Il interpelle les élus
Denis Chapdelaine veut s’assurer que sa mésaventure ne soit pas vaine. Il interpelle désormais les élus, afin de changer les choses le plus rapidement possible. L’homme, qui a passé 40 ans de sa vie à Québec avant de s’installer dans la région en 2006, croit que Drummondville peut s’inspirer de quelques autres villes de la province pour revoir sa façon de faire. À ce chapitre, il rappelle que le maire de Drummondville, Alexandre Cusson, également président de l’Union des municipalités du Québec (UMQ), est en bonne position pour y parvenir.
M. Chapdelaine suggère que la ville pourrait imiter la vieille capitale en offrant des rues entièrement piétonnières à certains moments de l’année. Il propose également que Drummondville s’inspire de Montréal, en misant sur des traverses piétonnières qui accordent d’abord la priorité aux passants, avant l’apparition de la lumière verte pour les automobilistes.

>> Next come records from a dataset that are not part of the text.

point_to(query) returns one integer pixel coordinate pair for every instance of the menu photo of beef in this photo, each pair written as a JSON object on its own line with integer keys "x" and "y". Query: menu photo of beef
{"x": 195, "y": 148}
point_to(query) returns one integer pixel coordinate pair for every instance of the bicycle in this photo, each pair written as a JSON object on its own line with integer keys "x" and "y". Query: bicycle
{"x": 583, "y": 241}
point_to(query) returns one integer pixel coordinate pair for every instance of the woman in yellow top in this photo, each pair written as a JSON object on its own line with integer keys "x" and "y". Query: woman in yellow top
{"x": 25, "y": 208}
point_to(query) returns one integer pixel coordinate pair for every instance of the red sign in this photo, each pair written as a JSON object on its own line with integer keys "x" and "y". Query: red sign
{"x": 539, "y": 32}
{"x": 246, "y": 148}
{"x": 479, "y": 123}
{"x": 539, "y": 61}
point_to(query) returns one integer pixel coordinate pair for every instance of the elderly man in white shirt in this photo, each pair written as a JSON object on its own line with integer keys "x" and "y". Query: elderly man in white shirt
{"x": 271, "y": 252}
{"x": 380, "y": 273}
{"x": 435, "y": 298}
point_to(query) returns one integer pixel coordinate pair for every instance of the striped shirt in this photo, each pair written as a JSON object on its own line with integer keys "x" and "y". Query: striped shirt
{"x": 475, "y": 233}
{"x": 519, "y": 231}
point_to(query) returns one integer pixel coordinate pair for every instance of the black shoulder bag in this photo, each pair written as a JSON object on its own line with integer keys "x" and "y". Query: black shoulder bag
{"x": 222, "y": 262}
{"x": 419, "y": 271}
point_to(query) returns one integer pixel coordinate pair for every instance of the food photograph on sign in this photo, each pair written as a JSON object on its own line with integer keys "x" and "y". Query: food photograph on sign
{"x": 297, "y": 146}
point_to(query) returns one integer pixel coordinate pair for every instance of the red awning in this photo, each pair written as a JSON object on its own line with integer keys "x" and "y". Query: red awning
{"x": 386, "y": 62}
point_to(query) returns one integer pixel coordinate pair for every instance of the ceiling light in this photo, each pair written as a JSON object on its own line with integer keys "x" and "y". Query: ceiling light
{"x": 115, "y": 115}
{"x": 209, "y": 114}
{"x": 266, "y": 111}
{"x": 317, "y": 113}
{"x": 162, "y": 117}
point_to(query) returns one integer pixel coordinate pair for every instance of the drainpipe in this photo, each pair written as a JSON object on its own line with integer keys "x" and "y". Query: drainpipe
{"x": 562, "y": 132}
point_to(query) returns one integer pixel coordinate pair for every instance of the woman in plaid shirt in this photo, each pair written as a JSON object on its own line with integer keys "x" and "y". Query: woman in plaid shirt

«Je ne veux pas m’imposer. Je veux juste qu’on regarde ce qui se fait ailleurs, insiste Denis Chapdelaine de son lit d’hôpital. Si les élus ont moindrement une bonne volonté, ils vont bouger. Il n’y a personne qui a une conduite parfaite sur la route 100 % du temps, mais je crois sincèrement que tout le monde doit y mettre du sien.»
Son ami venu l’épauler à l’hôpital, Léo St-Pierre, estime qu’il y a «un sérieux problème de sécurité piétonnière à Drummondville». Il a notamment fait référence à d’autres secteurs de la ville, comme celui de la rue Celanese, qui seraient problématiques pour les marcheurs.
«Est-ce que la ville attend qu’il ait des morts avant de bouger? Ça prend une volonté politique pour changer les choses», a-t-il conclu.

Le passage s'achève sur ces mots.